Global climate change is one of the most daunting ethical and political challenges confronting humanity in the twenty-first century. The intergenerational and transnational ethical issues raised by climate change have been the focus of a significant body of scholarship. In this new collection of essays, leading scholars engage and respond to first-generation scholarship and argue for new ways of thinking about our ethical obligations to present and future generations. Topics addressed in these essays include moral accountability for energy consumption and emissions, egalitarian and libertarian perspectives on mitigation, justice in relation to cap and trade schemes, the ethics of adaptation and the ethical dimensions of the impact of climate change on nature.

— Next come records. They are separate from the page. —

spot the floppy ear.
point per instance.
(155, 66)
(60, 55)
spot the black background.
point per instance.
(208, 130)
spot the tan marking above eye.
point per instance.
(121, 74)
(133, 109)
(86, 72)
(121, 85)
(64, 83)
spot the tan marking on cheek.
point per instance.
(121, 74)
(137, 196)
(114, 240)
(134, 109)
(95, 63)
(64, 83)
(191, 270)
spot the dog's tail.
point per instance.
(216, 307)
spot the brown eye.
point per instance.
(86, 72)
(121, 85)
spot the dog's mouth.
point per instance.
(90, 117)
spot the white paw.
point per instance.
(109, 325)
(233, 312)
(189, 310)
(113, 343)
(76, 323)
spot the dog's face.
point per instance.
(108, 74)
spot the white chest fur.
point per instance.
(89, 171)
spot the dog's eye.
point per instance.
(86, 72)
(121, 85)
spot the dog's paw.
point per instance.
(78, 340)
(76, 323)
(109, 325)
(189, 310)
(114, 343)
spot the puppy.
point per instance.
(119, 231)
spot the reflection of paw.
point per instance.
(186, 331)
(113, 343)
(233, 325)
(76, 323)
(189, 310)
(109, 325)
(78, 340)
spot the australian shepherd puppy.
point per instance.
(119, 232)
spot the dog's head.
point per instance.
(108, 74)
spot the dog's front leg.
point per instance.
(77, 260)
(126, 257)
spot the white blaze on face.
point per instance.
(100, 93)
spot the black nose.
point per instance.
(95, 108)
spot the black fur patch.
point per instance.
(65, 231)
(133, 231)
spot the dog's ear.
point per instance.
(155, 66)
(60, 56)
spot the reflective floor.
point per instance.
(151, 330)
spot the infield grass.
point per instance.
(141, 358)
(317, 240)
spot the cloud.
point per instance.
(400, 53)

Ethics of the Global Environment

Ethics of the Global Environment
Author: Robin Attfield
Publisher: Edinburgh University Press
Total Pages: 288
Release: 2015-02-12
Genre: Philosophy
ISBN: 0748654860

Download Ethics of the Global Environment Book in PDF, ePub and Kindle

This fully updated and expanded textbook looks at issues including climate change, sustainable development and biodiversity preservation, and sensitively addresses global developments such as the Summits at Durban on climate and at Nagoya on biodiversity.


Reason in a Dark Time

Reason in a Dark Time
Author: Dale Jamieson
Publisher: Oxford University Press
Total Pages: 289
Release: 2014-02-28
Genre: Philosophy
ISBN: 0199337675

Download Reason in a Dark Time Book in PDF, ePub and Kindle

From the 1992 Rio Earth Summit to the 2009 Copenhagen Climate Conference there was a concerted international effort to stop climate change. Yet greenhouse gas emissions increased, atmospheric concentrations grew, and global warming became an observable fact of life. In this book, philosopher Dale Jamieson explains what climate change is, why we have failed to stop it, and why it still matters what we do. Centered in philosophy, the volume also treats the scientific, historical, economic, and political dimensions of climate change. Our failure to prevent or even to respond significantly to climate change, Jamieson argues, reflects the impoverishment of our systems of practical reason, the paralysis of our politics, and the limits of our cognitive and affective capacities. The climate change that is underway is remaking the world in such a way that familiar comforts, places, and ways of life will disappear in years or decades rather than centuries. Climate change also threatens our sense of meaning, since it is difficult to believe that our individual actions matter. The challenges that climate change presents go beyond the resources of common sense morality -- it can be hard to view such everyday acts as driving and flying as presenting moral problems. Yet there is much that we can do to slow climate change, to adapt to it and restore a sense of agency while living meaningful lives in a changing world.


Environmental Ethics

Environmental Ethics
Author: Andrew Kernohan
Publisher: Broadview Press
Total Pages: 368
Release: 2012-08-24
Genre: Philosophy
ISBN: 1770483527

Download Environmental Ethics Book in PDF, ePub and Kindle

This book explains the basic concepts of environmental ethics and applies them to global environmental problems. The author concisely introduces basic moral theories, discusses how these theories can be extended to consider the non-human world, and examines how environmental ethics interacts with modern society’s economic approach to the environment. Online multiple-choice questions encourage the reader’s active learning.